We would really like it if we didn't need to add ServeMultithreadingHeaders at all and instead it was inferred based off of <WasmEnableThreads>, but it sounds like the implementation of that is non-trivial, and adding a bool is fairly simple.

namespace Microsoft.AspNetCore.Components.WebAssembly.Server;

public sealed class WebAssemblyComponentsEndpointOptions
{
+    /// <summary>
+    /// Gets or sets a flag to determine whether to enable WebAssembly multithreading. If true,
+    /// the server will add headers similar to <code>Cross-Origin-Embedder-Policy: require-corp</code> and
+    /// <code>Cross-Origin-Opener-Policy: same-origin</code> on the response for the host page, because
+    /// this is required to enable the SharedArrayBuffer feature in the browser.
+    ///
+    /// Note that enabling this feature can restrict your ability to use other JavaScript APIs. For more
+    /// information, see <see href="https://developer.mozilla.org/en-US/docs/Web/JavaScript/Reference/Global_Objects/SharedArrayBuffer#security_requirements" />.
+    /// </summary>
+    public bool ServeMultithreadingHeaders { get; set; }
}
danroth27 commented 6 months ago

These headers aren't really specific to multithreading - they are used to enable cross-origin isolation in the browser. It's similar to other general web security features like CORS and CSP. Should we consider making enabling cross-origin isolation in an ASP.NET Core app a more general-purpose feature instead of tying it specifically to multithreading?

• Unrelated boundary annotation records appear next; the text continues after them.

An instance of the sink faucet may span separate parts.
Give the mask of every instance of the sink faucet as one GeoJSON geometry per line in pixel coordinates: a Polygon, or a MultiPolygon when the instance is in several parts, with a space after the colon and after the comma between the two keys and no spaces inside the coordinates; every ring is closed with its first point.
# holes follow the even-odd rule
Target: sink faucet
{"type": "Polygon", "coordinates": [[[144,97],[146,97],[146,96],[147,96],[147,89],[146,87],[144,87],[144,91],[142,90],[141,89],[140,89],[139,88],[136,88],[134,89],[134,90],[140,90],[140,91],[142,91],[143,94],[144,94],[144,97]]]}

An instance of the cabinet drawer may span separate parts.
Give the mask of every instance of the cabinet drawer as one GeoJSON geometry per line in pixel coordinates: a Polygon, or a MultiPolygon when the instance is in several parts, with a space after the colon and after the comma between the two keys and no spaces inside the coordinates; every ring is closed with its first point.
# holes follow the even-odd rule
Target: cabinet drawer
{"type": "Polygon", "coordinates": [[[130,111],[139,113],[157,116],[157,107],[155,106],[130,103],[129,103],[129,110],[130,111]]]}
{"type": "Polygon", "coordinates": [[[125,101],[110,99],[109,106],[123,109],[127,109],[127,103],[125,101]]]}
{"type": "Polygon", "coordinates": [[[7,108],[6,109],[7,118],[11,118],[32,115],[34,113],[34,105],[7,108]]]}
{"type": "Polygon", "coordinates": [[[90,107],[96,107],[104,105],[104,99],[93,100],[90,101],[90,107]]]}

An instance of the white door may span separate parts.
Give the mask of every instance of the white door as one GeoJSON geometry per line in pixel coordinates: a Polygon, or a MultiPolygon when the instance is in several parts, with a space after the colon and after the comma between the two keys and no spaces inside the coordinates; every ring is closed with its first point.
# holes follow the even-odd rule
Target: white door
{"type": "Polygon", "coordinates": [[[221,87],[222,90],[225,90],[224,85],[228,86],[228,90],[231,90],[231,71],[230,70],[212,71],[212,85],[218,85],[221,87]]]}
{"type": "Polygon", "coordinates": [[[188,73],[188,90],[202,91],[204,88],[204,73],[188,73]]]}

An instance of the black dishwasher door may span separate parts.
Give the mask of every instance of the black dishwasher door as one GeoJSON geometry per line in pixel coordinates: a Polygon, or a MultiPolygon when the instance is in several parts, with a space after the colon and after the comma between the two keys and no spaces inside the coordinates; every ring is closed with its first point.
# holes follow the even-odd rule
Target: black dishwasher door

SteveSandersonMS commented 6 months ago

Should we consider making enabling cross-origin isolation in an ASP.NET Core app a more general-purpose feature instead of tying it specifically to multithreading?

We discussed this in API review and decided it's not clear that ASP.NET Core should have that responsibility. If a developer specifically knows they want to send some particular combination of headers, ASP.NET Core already lets them do that. Enabing SharedArrayBuffer unrelated to Blazor WebAssembly is niche enough that developers who want to do it should already be able to send the headers they need.

The only reason we're special-casing it for WebAssembly multithreading is to make the on-ramp easier for that specific Blazor WebAssembly feature.